Having excess belly fat is unflattering and increases your risk for many health problems. A flabby abdomen makes you more likely to develop diabetes, heart disease and high blood pressure. Eating right, exercising and taking care of your health will help you blast your belly fat. When you do it properly, you can safely lose up to 2 pounds a week, or 16 pounds in eight weeks. Consult your doctor before beginning a new fitness program or diet.

Step 1
Eat balanced meals five to six times per day. Avoid processed foods and sugars, and cook your meals from scratch. Remove all unhealthy foods from your home and stock your kitchen with only fresh produce, meats, dairy, fats and grains.

Step 2
Run, jog or bike with a high intensity to burn calories quickly. To lose 1 pound of body fat, you must burn 3,500 calories. Burn 500 calories per day to lose 1 pound of body fat per week. Aerobic exercise burns up to 67 percent more calories than weight training alone.

Step 3
Lift weights to increase your muscle mass, which in turn increases your body's metabolism. A higher metabolism means more calories burned every day while resting. Being muscular all over leads to faster results than just building ab muscles, so choose machines or free-weight exercises that work out every muscle instead of just the abs. Aim for three sets of eight to 12 reps for each different exercise.

Step 4
Do ab exercises, such as crunches, every other day. To perform a crunch, lie flat with your legs bent, your feet flat and your hands folded across your chest. Slowly raise your head, shoulders and chest toward the ceiling, keeping your eyes straight and your neck relaxed. Breathe out while rising and breathe in while lowering your chest. Repeat this exercise for three sets of 15 repetitions.

Step 5
Drink at least 8 cups of water every day. For your body to properly burn and eliminate fat, you need to be hydrated. In addition drinking when you are thirsty, drink a glass when you wake up, a glass with each meal, a glass after exercise and a glass before bed, and you will hit your water goal daily.

Step 6
Cut back on or quit smoking if you smoke cigarettes.
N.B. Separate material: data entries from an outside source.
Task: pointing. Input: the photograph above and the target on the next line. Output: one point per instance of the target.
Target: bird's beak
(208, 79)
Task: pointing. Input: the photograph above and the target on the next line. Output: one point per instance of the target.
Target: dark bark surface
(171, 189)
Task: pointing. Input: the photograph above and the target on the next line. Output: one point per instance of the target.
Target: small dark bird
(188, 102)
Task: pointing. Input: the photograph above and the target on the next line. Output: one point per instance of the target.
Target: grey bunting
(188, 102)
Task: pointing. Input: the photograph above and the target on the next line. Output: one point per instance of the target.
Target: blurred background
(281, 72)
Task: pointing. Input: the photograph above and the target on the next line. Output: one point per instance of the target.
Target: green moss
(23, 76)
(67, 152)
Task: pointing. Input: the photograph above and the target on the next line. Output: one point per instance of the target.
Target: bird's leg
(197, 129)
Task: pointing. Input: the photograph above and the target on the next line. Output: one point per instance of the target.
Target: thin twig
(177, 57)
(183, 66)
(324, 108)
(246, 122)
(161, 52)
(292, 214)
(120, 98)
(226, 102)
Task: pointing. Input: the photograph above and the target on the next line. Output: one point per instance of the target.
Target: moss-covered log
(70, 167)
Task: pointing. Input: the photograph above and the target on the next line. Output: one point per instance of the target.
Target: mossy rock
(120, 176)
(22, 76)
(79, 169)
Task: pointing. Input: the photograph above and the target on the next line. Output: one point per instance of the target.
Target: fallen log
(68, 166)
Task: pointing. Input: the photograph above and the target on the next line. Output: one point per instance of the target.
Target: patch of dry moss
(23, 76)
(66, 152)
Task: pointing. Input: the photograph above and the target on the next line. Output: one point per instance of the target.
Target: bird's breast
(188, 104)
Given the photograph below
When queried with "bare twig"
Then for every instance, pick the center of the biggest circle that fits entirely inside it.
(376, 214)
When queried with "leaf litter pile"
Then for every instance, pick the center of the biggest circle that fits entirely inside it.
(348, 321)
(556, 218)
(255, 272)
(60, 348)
According to Harvard Health Publications, smoking causes the body to store fat on the abdomen instead of in other locations.

Step 7
Sleep between six and eight hours a night. Fewer than five hours of sleep per night -- or more than eight hours -- causes your body to store belly fat. Being too tired can also lead to overeating, causing more weight gain in the long run.

Step 8
Relax for 30 minutes at least once a day. Stress causes high cortisol levels, which increase belly fat production in the body. Aim to do one relaxing thing in the evening, such as meditating, taking a bath or reading a book.